Entre os anos de 1967 e 1971, também foi o governador que implantou a Fundação de Ensino Superior de Pernambuco (FESP), hoje Universidade de Pernambuco (UPE). Criou a Companhia de Mecanização Agrícola e os Distritos Industriais de Pernambuco S/A, instituiu ainda o Laboratório Farmacêutico de Pernambuco (LAFEPE), o Instituto de Pesos e Medidas, a Comissão Estadual de Controle da Poluição das Águas, o Departamento de Trânsito de Pernambuco e substituiu a Imprensa Oficial por uma empresa de economia mista, a Companhia Editora de Pernambuco (CEPE).

Irrigação

Entretanto a obra mais marcante para o povo sertanejo foi certamente a criação do projeto de irrigação Massangano, depois chamado de Projeto Senador Nilo Coelho e que o transformou também no ‘Governador da Irrigação’.

“No sertão pernambucano prevalecia praticamente só a cultura da cebola. Com a implantação deste perímetro público irrigado foram disponibilizados para os produtores mais de 20 mil hectares e o Vale do São Francisco passou a produzir em larga escala culturas permanentes a exemplo de banana, uva, manga, coco, acerola e goiaba”, recorda o presidente da Associação dos Produtores e Exportadores de Hortigranjeiros e Derivados do Vale do São Francisco (Valexport) e amigo de Nilo Coelho, José Gualberto de Almeida.

Lembrando que o Vale hoje produz 43,9 milhões de toneladas de frutas e responde por 86% da manga exportada no Brasil, e 99,9% das uvas enviadas para fora do País, José Gualberto, acrescentou ainda que a determinação e a força política de Nilo Coelho foi um dos principais pilares para a consolidação da região enquanto produtora e uma das maiores exportadoras de frutas do mundo.

Igual opinião tem o diretor de Marketing da Valexport e sobrinho de Nilo Coelho, Caio Coelho. Citando os números alcançados na última safra, o diretor também lembra o crescimento vertiginoso da região desde que foram introduzidas as técnicas de irrigação sob o olhar atento de Nilo Coelho.

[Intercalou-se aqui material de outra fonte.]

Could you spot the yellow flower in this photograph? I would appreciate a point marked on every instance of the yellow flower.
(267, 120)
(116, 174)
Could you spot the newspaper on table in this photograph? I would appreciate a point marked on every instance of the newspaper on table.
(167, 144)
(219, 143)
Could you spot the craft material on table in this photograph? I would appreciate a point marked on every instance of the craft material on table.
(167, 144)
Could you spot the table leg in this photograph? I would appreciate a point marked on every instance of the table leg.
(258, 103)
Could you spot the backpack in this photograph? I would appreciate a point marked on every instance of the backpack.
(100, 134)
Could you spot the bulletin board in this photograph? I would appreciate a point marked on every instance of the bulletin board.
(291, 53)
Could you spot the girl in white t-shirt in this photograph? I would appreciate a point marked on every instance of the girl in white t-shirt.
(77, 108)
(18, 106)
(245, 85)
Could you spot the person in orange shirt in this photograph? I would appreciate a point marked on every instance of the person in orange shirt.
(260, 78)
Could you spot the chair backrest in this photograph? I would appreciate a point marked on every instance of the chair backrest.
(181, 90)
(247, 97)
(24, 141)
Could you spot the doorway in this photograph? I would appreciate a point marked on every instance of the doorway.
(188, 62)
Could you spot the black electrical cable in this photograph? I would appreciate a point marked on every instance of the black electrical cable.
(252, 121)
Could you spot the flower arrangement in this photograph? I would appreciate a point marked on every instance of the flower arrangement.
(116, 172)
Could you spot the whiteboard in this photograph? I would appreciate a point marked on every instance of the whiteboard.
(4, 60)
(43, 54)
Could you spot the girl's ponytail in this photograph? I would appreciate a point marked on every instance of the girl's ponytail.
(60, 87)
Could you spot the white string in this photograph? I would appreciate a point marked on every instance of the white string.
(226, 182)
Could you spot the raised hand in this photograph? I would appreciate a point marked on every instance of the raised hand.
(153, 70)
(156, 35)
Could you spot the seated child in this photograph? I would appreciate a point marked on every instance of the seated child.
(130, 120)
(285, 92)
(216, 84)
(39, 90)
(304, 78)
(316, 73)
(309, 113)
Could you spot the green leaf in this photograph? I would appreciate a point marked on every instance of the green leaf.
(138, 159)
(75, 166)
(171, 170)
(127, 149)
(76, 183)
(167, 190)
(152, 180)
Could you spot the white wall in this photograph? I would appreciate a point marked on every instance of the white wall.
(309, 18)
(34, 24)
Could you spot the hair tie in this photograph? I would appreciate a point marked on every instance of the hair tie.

“Em 2019 foram exportadas 189.864 toneladas de mangas e 46.724 toneladas de uva, movimentando aproximadamente US$ 300 milhões. Uma atividade que é a principal fonte geradora de renda e possibilita a oferta de 85 mil empregos diretos na produção de uva e 76 mil empregos diretos na produção de manga”, ressaltou Caio Coelho, adiantando que a expectativa para 2020 é de um aumento na produção de manga e uvas na ordem de 5% e um aumento de 10% nas exportações de ambas as frutas.

Expectativas e possibilidades construídas a partir do trabalho e da determinação do povo nordestino. Do ‘Menino Beradeiro’ que aprendeu com o Rio São Francisco e os remeiros a lição do diálogo, negociação e entendimento: “Não há barreiras políticas insuperáveis quando se trata de atender aos anseios do povo e aos interesses da pátria”. Nilo Coelho faleceu em São Paulo no dia 9 de novembro de 1983, após sofrer um infarto enquanto discursava no Senado, aos 63 anos de idade. Do espírito arrebatado, independente e franco, falam seus versos em voz alta: “Se os bons ventos nos faltarem/estarei na proa para acertar a cadência das remadas. Remando ou varejando não importa sangre o peito: saberemos lutar”.